As per my understanding, the Spark Sql optimizer will distribute the datasets of both the participating tables (of the join) based on the join keys (shuffle phase) to co-locate the same keys in the same partition. If that is the case, then if we use the distribute by
in the sql, then also we are doing the same thing.
So in what way can distribute by
could be used ameliorate join performance ? Or is it that it is better to use distribute by
while writing the data to disk by the load process, so that subsequent queries using this data will benefit from it by not having to shuffle it ?

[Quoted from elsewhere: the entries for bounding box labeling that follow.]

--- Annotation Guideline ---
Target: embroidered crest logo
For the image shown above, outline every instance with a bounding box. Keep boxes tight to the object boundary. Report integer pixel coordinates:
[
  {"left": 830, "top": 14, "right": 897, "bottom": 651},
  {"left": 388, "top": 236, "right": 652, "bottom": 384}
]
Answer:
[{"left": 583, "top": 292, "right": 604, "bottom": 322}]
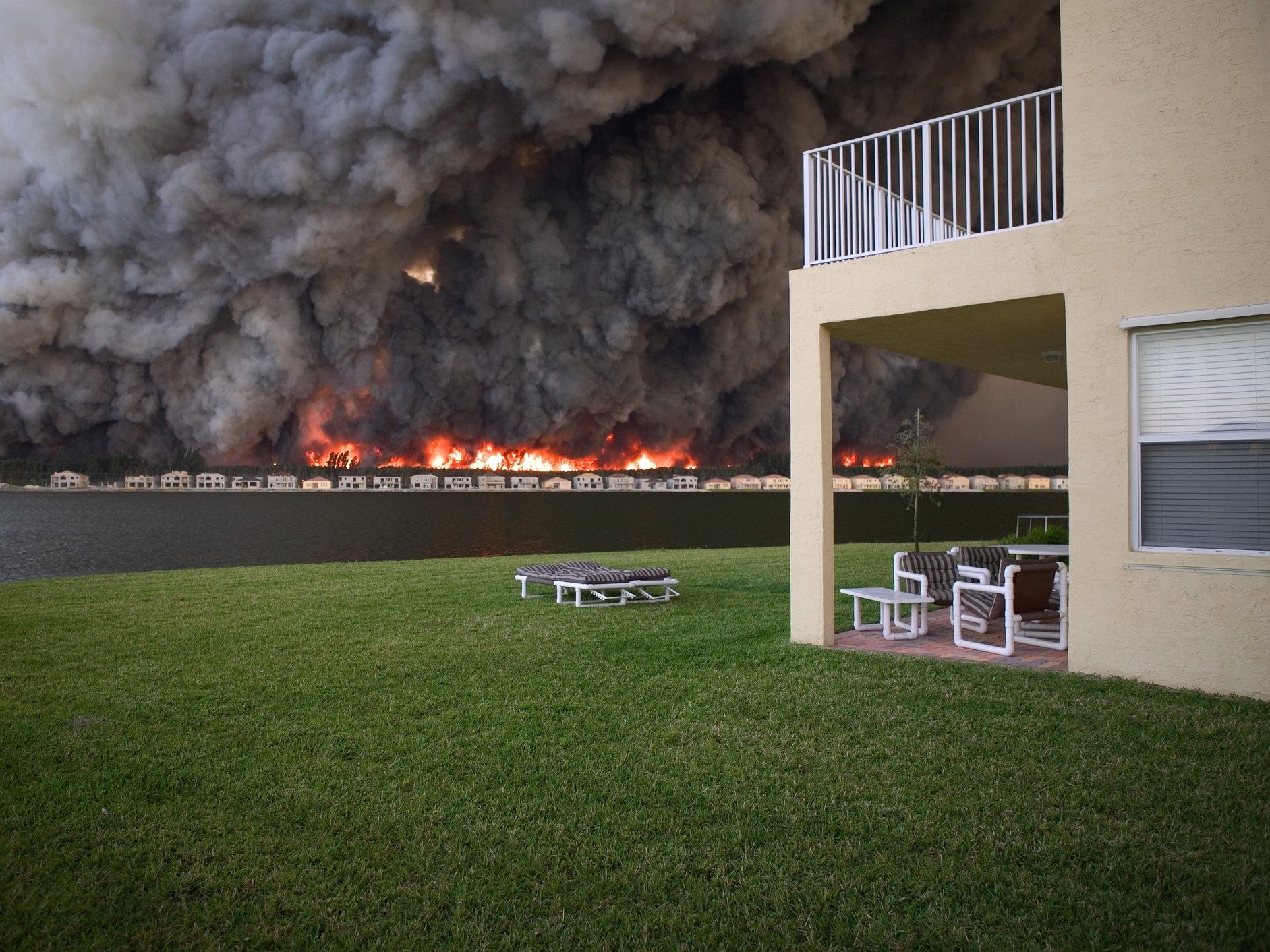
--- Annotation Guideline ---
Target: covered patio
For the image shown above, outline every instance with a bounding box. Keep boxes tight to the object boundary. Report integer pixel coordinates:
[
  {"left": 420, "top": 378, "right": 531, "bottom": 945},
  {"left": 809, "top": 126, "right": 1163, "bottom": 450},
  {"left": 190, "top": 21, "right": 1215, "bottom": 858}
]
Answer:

Can you please explain with a real-world example to tune join using distribute by/cluster by
in Spark-SQL ?
Upvotes: 3
Views: 5201
Reputation: 3344
Let me try to answer each part of your question:
As per my understanding, the Spark Sql optimizer will distribute the datasets of both the participating tables (of the join) based on the join keys (shuffle phase) to co-locate the same keys in the same partition. If that is the case, then if we use the distribute by in the sql, then also we are doing the same thing.
Yes that is correct.
So in what way can distribute by could be used ameliorate join performance ?
Sometimes one of your tables is already distributed, for example the table was bucketed or the data was aggregated before the join by the same key. In this case if you explicitly repartition also the second table (distribute by) you will achieve the same partitioning in both branches of the join and Spark will not induce any more shuffle in the first branch (sometimes this is referenced to as one-side shuffle-free join because the shuffle will occur only in one branch of the join - the one in which you call repartition / distribute by). On the other hand if you don't repartition explicitly the other table, Spark will see that each branch of the join has different partitioning and thus it will shuffle both branches. So in some special cases calling repartition (distribute by) can save you one shuffle.

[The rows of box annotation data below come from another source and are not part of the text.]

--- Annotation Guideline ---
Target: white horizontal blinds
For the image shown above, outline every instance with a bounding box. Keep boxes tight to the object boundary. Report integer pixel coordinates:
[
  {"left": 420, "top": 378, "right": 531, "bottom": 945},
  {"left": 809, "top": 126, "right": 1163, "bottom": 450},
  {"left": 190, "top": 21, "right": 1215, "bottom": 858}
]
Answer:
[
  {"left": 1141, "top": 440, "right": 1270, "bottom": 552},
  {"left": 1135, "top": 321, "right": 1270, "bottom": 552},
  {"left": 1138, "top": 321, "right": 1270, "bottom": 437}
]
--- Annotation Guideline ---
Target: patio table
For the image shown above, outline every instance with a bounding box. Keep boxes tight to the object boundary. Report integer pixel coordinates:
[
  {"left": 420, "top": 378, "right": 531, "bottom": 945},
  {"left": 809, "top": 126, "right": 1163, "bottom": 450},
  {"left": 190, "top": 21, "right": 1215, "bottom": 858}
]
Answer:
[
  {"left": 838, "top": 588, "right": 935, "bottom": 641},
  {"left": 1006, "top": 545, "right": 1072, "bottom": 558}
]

Notice that to make this work you need to achieve also the same number of partitions in both branches. So if you have two tables that you want to join on the key user_id
and if the first table is bucketed into 10 buckets with this key then you need to repartition the other table also into 10 partitions by the same key and then the join will have only one shuffle (in the physical plan you can see that there will be Exchange operator only in one brach of the join).

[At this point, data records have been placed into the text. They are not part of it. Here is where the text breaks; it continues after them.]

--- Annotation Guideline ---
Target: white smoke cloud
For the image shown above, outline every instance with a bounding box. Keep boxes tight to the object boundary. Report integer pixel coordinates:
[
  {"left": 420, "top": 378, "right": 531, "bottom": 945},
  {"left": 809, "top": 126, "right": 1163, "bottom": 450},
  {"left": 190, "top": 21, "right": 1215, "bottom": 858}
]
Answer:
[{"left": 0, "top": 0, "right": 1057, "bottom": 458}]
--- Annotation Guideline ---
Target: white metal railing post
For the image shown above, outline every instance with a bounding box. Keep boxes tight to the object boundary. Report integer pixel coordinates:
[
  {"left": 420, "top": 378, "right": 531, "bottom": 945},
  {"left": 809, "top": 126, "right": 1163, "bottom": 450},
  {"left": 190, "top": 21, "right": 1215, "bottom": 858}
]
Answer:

Or is it that it is better to use distribute by while writing the data to disk by the load process, so that subsequent queries using this data will benefit from it by not having to shuffle it ?
Well, this is actually called bucketing (cluster by) and it will allow you to pre-shuffle the data once and then each time you read the data and join it (or aggregate) by the same key by which you bucketed, it will be free of shuffle. So yes, this is very common technique that you pay the cost only once when saving the data and then leverage that each time you read it.
Upvotes: 5